The disaster of the 1970s: truisms in need of challenge?

As I noted previously in relation to the 1983 election campaign there is a tendency in political analysis to accept truisms which are historically inaccurate or at least highly incomplete.

One of the recent manifestations of this tendency (also related to the current Labour leadership campaign) is that Corbyn is going to take the UK back to the 1970s: the implication being that this would be dreadful. Whilst I make no comment on whether or not Corbyn would do this, nor the advisability of a Corbyn victory, the idea that the 1970s were dreadful is another example of an incomplete and possibly inaccurate truism.

There are many significant bad memories from the 1970s. There was the three day week when the coal miners paralysed the country and there were regular power cuts. There was also the IMF loan, inflation at 25% and the Winter of Discontent: though the discontent was not as widespread nor as severe as often thought; only in one area were there problems with burials, that for only two weeks due to unofficial industrial action.

During the 1970s the rise in GDP was not dissimilar to that in the preceding decades: the highest rate of growth in the UK since the war was in 1973 and the recessions of the 1970s were significantly less severe than that of 2008/9.

There were also a series of different phases to the 1970s with a boom, excess inflation and recession (see here for a brief economic history). The huge rise in the price of oil following the Yom Kippur War of 1973 was the major cause of the economic downturn in the middle of the decade.

Despite the economic problems Britain also ran significant balance of payments surpluses during much of the period (it is only since the 1980s that Britain has persistently imported more than it exports) and in 1978 the standard of living rose 6.4% in one year.

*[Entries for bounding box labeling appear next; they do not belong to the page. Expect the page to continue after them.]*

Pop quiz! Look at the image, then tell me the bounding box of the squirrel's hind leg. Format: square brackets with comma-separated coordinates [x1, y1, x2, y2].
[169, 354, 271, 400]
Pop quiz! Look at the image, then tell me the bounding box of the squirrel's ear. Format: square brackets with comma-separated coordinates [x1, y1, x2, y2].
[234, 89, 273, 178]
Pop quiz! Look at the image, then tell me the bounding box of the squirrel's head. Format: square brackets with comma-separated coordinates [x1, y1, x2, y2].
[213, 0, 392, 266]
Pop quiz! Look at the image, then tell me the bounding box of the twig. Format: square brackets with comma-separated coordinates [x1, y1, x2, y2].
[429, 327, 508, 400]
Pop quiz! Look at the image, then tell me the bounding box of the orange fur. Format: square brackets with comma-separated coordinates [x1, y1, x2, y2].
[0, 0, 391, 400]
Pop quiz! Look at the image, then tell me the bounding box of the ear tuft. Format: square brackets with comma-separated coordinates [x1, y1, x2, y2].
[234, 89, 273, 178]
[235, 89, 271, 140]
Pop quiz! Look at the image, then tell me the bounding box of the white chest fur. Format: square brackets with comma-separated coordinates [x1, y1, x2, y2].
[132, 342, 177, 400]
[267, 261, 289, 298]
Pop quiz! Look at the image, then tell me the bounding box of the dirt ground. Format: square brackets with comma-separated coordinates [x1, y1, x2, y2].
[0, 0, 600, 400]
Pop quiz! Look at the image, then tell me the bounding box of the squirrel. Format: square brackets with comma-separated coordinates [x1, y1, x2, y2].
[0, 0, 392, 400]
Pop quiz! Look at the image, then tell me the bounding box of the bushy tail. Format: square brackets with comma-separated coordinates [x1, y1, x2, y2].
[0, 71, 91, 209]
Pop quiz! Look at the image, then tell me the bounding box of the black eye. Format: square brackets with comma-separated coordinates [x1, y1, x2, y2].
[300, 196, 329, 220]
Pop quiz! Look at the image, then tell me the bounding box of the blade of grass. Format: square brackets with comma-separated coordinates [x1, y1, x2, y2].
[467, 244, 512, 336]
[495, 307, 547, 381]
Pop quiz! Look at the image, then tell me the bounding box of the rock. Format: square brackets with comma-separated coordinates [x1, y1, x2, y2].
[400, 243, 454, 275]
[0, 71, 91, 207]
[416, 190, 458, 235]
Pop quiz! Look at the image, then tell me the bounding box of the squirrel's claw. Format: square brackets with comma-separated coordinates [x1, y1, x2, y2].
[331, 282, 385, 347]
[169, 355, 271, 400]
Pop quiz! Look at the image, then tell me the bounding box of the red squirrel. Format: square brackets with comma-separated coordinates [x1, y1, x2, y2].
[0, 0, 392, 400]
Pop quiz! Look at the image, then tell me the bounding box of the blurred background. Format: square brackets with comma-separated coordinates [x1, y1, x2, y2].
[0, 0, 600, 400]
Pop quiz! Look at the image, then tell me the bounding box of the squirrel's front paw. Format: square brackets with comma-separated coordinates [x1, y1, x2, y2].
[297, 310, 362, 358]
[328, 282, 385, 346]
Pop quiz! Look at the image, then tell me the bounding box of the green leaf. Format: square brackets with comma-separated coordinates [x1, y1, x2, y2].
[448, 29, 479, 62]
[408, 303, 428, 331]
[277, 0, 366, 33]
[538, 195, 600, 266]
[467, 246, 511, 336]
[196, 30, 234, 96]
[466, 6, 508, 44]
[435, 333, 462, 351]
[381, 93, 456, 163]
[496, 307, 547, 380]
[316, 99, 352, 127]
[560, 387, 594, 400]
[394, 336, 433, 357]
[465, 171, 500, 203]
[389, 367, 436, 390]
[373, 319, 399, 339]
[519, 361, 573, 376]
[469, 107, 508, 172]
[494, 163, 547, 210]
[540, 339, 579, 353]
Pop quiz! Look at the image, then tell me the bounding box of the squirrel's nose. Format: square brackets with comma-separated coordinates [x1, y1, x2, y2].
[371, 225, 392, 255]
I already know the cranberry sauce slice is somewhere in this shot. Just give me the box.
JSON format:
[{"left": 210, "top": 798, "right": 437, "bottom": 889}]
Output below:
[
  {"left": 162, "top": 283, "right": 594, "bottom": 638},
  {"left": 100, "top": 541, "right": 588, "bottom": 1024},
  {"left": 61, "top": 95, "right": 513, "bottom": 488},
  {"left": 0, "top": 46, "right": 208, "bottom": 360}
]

The reality of the 1970s was mixed: arguably more mixed than many of the preceding decades (the 1980s were also mixed). The living standards of British people rose significantly as compared to the 1950s and even 1960s. It was a decade of increased opportunities with greater spending power and the beginning of what is now regarded as standard activities such as foreign holidays for those other than the rich.

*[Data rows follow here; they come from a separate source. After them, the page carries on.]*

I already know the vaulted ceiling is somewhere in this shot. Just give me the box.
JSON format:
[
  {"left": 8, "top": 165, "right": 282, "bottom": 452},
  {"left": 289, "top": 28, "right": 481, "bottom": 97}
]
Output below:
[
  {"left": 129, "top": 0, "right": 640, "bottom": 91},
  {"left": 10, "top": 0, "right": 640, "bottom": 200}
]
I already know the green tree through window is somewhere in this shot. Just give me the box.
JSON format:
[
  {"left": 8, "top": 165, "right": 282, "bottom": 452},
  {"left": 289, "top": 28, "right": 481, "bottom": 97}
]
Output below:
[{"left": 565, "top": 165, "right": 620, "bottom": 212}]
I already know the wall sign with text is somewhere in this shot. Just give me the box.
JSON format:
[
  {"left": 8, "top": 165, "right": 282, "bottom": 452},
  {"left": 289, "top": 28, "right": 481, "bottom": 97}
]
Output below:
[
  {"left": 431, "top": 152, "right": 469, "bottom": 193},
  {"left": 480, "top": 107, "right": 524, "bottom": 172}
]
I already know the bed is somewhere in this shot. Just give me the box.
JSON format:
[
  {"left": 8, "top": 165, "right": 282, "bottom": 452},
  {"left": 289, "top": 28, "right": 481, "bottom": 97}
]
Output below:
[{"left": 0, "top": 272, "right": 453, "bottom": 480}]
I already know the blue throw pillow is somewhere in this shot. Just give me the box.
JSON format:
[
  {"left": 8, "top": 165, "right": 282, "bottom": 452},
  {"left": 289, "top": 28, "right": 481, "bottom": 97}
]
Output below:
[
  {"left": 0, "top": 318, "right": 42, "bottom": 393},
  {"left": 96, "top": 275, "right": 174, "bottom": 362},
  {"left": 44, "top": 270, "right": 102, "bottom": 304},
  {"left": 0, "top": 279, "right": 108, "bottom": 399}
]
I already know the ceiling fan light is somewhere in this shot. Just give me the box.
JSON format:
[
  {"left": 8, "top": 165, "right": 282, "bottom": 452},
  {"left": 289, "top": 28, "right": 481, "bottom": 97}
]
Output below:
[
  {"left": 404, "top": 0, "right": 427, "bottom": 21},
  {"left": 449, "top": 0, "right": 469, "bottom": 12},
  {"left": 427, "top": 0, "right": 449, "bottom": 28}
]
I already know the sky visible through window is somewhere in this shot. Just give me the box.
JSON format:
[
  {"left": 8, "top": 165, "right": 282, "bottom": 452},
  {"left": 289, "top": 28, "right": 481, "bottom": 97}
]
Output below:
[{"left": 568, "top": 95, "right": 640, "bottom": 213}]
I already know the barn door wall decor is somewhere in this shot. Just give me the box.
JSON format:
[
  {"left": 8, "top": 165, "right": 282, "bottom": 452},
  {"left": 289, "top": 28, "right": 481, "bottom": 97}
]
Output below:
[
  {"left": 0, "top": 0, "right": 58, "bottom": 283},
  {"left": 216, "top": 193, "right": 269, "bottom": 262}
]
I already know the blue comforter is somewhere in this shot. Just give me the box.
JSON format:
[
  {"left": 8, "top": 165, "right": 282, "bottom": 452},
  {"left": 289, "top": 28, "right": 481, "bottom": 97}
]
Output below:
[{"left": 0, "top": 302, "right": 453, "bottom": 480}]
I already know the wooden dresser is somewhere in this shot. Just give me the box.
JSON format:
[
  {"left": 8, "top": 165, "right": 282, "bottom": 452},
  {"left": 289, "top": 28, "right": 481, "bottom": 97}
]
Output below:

Cleary there were major economic problems and very major issues with British manufacturing industries centring around productivity and industrial relations. There is no doubt that these issues needed to be addressed. It is unclear, however, to what extent the Thatcherite solution of simply shedding these manufacturing jobs (a policy continued under Tony Blair) was entirely the correct one: to a large extent Thatcher was able to use North Sea oil revenues to finance much of her agenda – without it the 1980s boom would have been much more difficult.

As I suggested in the last essay what happens in politics tends to become seen as the only thing that could conceivably have happened. In addition certain truisms develop which are fairly collectively adhered to until challenged by historians (in that politics and journalism are not an accurate first draft of history). There were undoubtedly major problems during the 1970s and many of the changes in the 1980s may well have been beneficial. However, to paint the 1970s as an unremitting national disaster followed by the almost unalloyed success of the 1980s is incomplete. And misleading In addition there were other paths which might have been followed in the 1980s which might also have brought the same or even greater prosperity with a similar mixed economy model to the 1970s.

The reality (which in some ways is all that matters) is that Thatcher won in 1979 and ushered in the era of Thatcherism. However, had Callaghan gone to the country in 1978 when he would almost certainly have won, history would have been different but not necessarily less prosperous.

Finally and most crushingly, however, is the final proof that the 1970s were actually good: the Space Hopper – I rest my case.